U(1) Symmetry-breaking Observed in Generic CNN Bottleneck Layers
This work addresses a foundational problem in understanding CNN mechanisms for researchers in machine learning and theoretical physics, though it appears incremental in its application to existing models.
The paper tackles the problem of linking CNN information propagation to physical symmetries, reporting that modeling bottleneck layers with a U(1) symmetry-breaking bias improves classification accuracy across tasks, including ImageNet, without requiring training or tuning in initial tests.

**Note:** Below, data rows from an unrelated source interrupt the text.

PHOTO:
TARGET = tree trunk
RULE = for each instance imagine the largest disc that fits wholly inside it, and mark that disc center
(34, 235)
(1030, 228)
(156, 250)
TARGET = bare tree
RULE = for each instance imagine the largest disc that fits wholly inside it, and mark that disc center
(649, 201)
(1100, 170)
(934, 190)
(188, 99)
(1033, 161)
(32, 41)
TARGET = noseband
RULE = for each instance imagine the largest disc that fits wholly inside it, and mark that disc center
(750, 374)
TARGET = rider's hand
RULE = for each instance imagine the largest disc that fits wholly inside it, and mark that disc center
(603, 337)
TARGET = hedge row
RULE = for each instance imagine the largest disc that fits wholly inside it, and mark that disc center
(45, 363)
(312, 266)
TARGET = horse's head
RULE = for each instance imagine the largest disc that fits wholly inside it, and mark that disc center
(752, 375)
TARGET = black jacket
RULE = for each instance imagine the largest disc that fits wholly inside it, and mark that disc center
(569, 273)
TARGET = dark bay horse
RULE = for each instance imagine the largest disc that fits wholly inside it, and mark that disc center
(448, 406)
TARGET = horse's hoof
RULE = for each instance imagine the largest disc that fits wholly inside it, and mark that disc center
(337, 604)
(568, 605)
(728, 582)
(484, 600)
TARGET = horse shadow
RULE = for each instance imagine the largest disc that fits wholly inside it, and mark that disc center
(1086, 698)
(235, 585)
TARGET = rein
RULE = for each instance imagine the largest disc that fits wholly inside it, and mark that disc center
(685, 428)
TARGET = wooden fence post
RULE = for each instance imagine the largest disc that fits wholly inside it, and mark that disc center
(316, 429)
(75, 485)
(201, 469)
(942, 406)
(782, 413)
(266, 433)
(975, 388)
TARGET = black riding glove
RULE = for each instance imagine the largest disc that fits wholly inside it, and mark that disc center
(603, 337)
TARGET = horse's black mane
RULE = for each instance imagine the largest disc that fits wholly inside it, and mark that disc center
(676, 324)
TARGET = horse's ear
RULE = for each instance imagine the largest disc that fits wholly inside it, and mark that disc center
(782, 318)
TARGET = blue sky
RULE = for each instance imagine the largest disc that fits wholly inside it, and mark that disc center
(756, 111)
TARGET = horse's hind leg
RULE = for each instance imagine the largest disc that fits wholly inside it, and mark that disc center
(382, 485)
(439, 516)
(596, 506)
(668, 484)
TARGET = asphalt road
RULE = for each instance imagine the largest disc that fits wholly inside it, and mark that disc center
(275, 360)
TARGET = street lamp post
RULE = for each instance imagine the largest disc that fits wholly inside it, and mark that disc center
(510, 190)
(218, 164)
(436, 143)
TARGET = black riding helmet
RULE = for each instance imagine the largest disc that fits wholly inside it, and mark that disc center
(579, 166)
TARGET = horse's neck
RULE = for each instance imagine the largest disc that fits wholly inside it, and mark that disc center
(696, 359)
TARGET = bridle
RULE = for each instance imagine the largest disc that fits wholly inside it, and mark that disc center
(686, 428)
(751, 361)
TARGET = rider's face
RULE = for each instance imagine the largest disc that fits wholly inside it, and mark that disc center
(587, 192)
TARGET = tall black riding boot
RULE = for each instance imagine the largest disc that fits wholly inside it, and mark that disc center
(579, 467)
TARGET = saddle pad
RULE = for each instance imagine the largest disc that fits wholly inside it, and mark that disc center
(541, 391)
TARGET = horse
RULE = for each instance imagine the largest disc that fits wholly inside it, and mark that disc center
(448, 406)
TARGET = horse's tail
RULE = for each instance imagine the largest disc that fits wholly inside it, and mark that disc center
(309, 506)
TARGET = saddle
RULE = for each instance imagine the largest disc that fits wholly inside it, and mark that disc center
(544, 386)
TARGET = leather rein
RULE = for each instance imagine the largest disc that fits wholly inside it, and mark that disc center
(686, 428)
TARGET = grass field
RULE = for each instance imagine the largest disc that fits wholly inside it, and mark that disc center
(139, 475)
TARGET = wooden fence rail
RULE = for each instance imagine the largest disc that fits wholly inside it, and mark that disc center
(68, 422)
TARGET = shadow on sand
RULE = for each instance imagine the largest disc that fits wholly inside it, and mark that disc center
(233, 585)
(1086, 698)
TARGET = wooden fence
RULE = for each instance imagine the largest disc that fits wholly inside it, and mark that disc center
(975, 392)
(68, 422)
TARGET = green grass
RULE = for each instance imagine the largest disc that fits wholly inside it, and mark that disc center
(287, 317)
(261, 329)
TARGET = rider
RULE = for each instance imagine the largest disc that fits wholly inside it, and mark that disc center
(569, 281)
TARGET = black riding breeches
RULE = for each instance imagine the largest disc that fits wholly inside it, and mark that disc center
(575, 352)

We report on a novel model linking deep convolutional neural networks (CNN) to biological vision and fundamental particle physics. Information propagation in a CNN is modeled via an analogy to an optical system, where information is concentrated near a bottleneck where the 2D spatial resolution collapses about a focal point $1\times 1=1$. A 3D space $(x,y,t)$ is defined by $(x,y)$ coordinates in the image plane and CNN layer $t$, where a principal ray $(0,0,t)$ runs in the direction of information propagation through both the optical axis and the image center pixel located at $(x,y)=(0,0)$, about which the sharpest possible spatial focus is limited to a circle of confusion in the image plane. Our novel insight is to model the principal optical ray $(0,0,t)$ as geometrically equivalent to the medial vector in the positive orthant $I(x,y) \in R^{N+}$ of a $N$-channel activation space, e.g. along the greyscale (or luminance) vector $(t,t,t)$ in $RGB$ colour space. Information is thus concentrated into an energy potential $E(x,y,t)=\|I(x,y,t)\|^2$, which, particularly for bottleneck layers $t$ of generic CNNs, is highly concentrated and symmetric about the spatial origin $(0,0,t)$ and exhibits the well-known "Sombrero" potential of the boson particle. This symmetry is broken in classification, where bottleneck layers of generic pre-trained CNN models exhibit a consistent class-specific bias towards an angle $θ\in U(1)$ defined simultaneously in the image plane and in activation feature space. Initial observations validate our hypothesis from generic pre-trained CNN activation maps and a bare-bones memory-based classification scheme, with no training or tuning. Training from scratch using combined one-hot $+ U(1)$ loss improves classification for all tasks tested including ImageNet.